Guy Ritchie’s spy thriller is more talky than exciting. Although a writer’s film, the dialogue is only sporadically clever. And because of that, when the leads aren’t moving about to save the world but just talking, there’s a lull in the pacing.

Most of the lulls occur during hotel scenes that are, overall, not very funny. It’s different variations of the tired rough-sex-in-a-hotel-room variety. Hammer and Alicia Vikander, one of the couples, are just barely passable in the chemistry department, so I don’t quite buy their blossoming romance. Cavill and Elizabeth Debicki are better though.

As reluctant partners paired together to save the world from nuclear destruction, the chemistry between Cavill and Hammer is just ok. I think the problem is Hammer.

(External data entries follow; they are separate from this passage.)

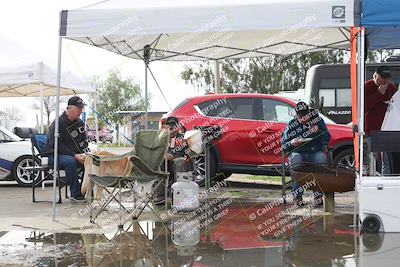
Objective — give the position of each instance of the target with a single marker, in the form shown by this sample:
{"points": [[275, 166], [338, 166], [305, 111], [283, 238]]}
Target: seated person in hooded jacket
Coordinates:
{"points": [[305, 140], [71, 145]]}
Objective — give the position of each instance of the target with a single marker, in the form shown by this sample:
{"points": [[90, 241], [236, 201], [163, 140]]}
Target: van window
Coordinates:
{"points": [[329, 97], [343, 97], [337, 82]]}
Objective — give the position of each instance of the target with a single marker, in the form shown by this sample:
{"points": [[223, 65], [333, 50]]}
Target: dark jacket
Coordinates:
{"points": [[72, 138], [375, 107], [295, 129], [178, 147]]}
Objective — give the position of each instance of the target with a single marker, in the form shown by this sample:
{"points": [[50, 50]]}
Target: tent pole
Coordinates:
{"points": [[146, 64], [41, 109], [354, 95], [217, 76], [96, 119], [56, 130], [361, 69], [146, 58]]}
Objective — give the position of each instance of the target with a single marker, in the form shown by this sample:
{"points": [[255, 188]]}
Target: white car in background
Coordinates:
{"points": [[15, 155]]}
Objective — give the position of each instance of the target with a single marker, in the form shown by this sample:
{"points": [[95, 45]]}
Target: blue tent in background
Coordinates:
{"points": [[381, 19]]}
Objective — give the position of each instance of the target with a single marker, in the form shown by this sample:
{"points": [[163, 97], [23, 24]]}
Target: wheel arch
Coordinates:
{"points": [[336, 149]]}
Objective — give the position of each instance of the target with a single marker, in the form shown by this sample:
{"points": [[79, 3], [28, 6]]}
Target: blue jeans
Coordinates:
{"points": [[70, 166], [296, 160]]}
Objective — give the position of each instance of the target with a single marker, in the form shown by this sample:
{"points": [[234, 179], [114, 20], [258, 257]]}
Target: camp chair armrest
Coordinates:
{"points": [[109, 158], [141, 165]]}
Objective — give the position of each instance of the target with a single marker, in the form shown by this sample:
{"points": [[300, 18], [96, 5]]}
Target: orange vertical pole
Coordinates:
{"points": [[353, 74]]}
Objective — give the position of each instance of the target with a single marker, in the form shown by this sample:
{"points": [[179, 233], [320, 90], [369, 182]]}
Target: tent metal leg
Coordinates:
{"points": [[56, 131]]}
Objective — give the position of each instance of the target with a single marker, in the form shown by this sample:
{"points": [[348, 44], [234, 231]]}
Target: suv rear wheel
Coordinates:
{"points": [[345, 159], [200, 169]]}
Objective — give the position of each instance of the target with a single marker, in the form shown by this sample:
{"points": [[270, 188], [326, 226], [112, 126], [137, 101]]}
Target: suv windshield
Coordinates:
{"points": [[7, 136]]}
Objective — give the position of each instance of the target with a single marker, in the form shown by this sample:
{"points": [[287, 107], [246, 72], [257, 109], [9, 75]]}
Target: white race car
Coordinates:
{"points": [[15, 155]]}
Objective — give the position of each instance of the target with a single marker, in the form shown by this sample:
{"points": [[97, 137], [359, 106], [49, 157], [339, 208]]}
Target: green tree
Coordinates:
{"points": [[266, 75], [115, 94]]}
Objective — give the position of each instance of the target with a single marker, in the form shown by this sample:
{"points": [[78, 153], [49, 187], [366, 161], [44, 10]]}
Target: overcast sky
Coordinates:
{"points": [[32, 27]]}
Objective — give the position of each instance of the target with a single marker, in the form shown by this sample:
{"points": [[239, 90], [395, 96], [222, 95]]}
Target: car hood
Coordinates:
{"points": [[338, 127], [12, 150]]}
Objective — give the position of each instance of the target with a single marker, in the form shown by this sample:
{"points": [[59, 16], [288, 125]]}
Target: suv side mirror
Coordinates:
{"points": [[321, 102]]}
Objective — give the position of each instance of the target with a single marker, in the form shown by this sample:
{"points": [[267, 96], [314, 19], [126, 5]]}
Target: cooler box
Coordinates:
{"points": [[379, 203], [379, 250]]}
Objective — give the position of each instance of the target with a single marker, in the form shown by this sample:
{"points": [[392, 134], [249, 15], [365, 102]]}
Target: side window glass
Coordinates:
{"points": [[217, 108], [268, 110], [243, 108], [284, 113], [276, 111]]}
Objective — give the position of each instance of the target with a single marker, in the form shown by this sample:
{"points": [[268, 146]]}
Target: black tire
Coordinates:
{"points": [[371, 224], [345, 159], [19, 174], [200, 170], [372, 241]]}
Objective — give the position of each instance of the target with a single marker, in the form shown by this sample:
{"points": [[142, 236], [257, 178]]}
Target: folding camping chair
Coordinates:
{"points": [[40, 173], [150, 151]]}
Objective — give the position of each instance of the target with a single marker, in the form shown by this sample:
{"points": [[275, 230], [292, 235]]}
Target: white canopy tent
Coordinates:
{"points": [[153, 30], [38, 79]]}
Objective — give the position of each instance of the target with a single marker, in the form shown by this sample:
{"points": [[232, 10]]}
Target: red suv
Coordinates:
{"points": [[252, 126]]}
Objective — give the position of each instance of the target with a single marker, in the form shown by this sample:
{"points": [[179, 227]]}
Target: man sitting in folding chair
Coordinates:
{"points": [[177, 158], [72, 143], [306, 139], [150, 152]]}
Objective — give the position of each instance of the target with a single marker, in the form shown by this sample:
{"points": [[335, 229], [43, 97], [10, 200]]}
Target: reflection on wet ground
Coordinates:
{"points": [[237, 235]]}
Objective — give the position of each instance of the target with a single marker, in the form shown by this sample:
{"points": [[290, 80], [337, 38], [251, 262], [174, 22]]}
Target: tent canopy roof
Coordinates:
{"points": [[382, 21], [29, 79], [211, 29]]}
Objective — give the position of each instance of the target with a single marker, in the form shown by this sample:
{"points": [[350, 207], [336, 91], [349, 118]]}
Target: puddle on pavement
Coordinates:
{"points": [[221, 235]]}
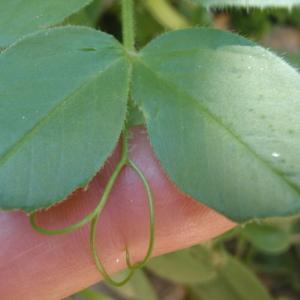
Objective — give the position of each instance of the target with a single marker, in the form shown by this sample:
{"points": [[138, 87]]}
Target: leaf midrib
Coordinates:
{"points": [[52, 112], [174, 88]]}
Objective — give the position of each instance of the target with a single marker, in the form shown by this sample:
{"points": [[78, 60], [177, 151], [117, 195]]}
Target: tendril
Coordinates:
{"points": [[94, 217], [141, 264]]}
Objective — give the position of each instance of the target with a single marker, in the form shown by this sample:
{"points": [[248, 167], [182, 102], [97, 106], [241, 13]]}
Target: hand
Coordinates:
{"points": [[34, 266]]}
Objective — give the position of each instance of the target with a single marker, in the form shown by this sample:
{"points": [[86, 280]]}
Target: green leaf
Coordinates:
{"points": [[269, 237], [223, 118], [234, 282], [188, 266], [63, 101], [18, 18], [249, 3]]}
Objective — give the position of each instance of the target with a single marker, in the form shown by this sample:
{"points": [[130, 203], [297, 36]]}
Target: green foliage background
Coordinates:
{"points": [[259, 260]]}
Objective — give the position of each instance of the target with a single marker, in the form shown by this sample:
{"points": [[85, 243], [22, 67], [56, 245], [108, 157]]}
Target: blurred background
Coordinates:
{"points": [[256, 261]]}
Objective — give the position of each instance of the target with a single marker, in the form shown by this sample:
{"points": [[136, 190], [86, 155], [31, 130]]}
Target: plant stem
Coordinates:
{"points": [[128, 24]]}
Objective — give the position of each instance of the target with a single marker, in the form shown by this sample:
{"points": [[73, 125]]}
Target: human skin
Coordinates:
{"points": [[34, 266]]}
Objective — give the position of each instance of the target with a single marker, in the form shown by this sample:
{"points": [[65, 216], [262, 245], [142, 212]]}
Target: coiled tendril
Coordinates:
{"points": [[94, 217]]}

His accent is the most distracting of the four leads.

Also distracting at times is Ritchie’s mimicking of Ang Lee’s multi-frame editing style from the “Hulk.” It didn’t work in Lee’s film, and it’s not much better in “U.N.C.L.E.” It’s just too difficult to focus your attention on so many frames simultaneously. The only time this technique works, from what I’ve seen so far, is in the “24” TV series; in that, the action from each frame gets the focus and the full screen, and all of those frames only come together at the end of the action from each frame.

In the charisma department, neither Hammer nor Cavill oozes much of it. Hammer is supposed to be this Russian force of nature because of his height, but he’s more Andrei Kirilenko than Ivan Drago because of his lanky frame. Cavill is built like a tank, but has the face of Dave Franco.

On the positive side, the film has great music, generally good editing (except for the aforementioned multi-frame shots), sexy costumes, beautiful locations, and good-looking actors. It’s a well-packaged vehicle with an unreliable engine.

Demographically, the main competition for “The Man from U.N.C.L.E.” this weekend at the box office is “Mission: Impossible - Rogue Nation.” While the action sequences in “Rogue Nation” are consistently thrilling and creative, the bantor in “The Man from U.N.C.L.E.” is only sporadically funny and witty.

I’m with the 32% of critics who threw rotten tomatoes at the film; 68% of them enjoyed it, which is solid.